A summary of the events of the 2009 Utah Legislature General Session seems in order, as the session officially ended on March 12. While many people will tout the reformed liquor laws as evidence of advancement in Utah policy, it doesn’t take a very hard look to see just how far some new laws will erode the rights and freedoms of Utah citizens.
First case in point, SB216, which amends the regulations for the Military Installation Development Agency. This bill gives the MIDA the authority to dictate zoning not only for federal/military property, but also for up to 100 acres of land adjacent to it. The primary purpose of this act was to enable the United States Air Force to build a 5-star resort and full movie studio on federal —and adjoining — lands in Summit County without the approval of the county zoning authority. Apart from the fact that the Air Force has no justifiable reason to be building commercial developments, what is the state Legislature doing granting a military agency jurisdiction over county property?
Next, the Common Ground Initiative: The Utah Legislature killed every single piece of legislation that sought to provide even the most basic of legal protections to “non-traditional” couples in Utah. Yes, this is Utah and those “non-traditional” (read: gay and lesbian) couples certainly don’t fit into the mainstream of Utah society, but they are still human beings and citizens of the state. These people deserve the protections of law and society granted to the rest of us.
Third, texting and driving: HB290 bans texting while driving. While the concept is a decent one to encourage drivers to act responsibly, the methodology here is completely insane. To ban texting while driving is, as was made famous during the presidential election, lipstick on a pig. Distracted driving kills people. That’s obvious. However, distracted driving falls into a multitude of categories: eating, shaving, applying makeup, talking on the phone, texting, dealing with unruly children in the back of the car, listening to the radio, reading, drinking (non-alcohol), and a few million other things that I’ve witnessed people do while driving. Isolating texting as a Class C misdemeanor is completely ridiculous, especially if the person doing the texting is still driving within the established rules of the road. If that person is causing traffic issues due to the texting, then they should be held accountable under existing traffic statutes. This type of singling out of one particular contributing factor is inherently wrong and potentially unconstitutional.

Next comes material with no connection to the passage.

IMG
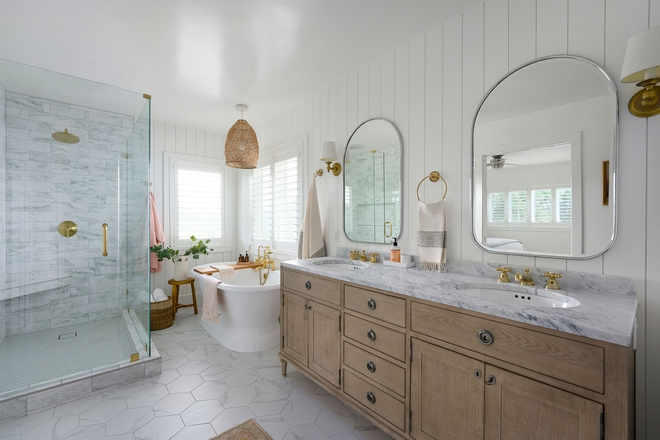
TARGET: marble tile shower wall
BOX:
[0,91,133,336]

Finally, personal property rights: The Legislature saw fit to extend “protections” to gun owners by requiring that if a company bans weapons from their premises, that gun owner must either be provided with a separate area in which to park — and keep the gun in the car — or a secure locker within the building in which to store the weapon. While the gun lobby is probably ecstatic about this new “protection,” has anyone considered the rights of the property owner? If I own a business and I don’t want guns on my property, I should have the right to say no. Legislators disagree. The right of a person to store a gun in their car is more important than my right to determine what happens on my property.
Remember ladies and gentlemen, we voted for the people that are now trampling upon our rights.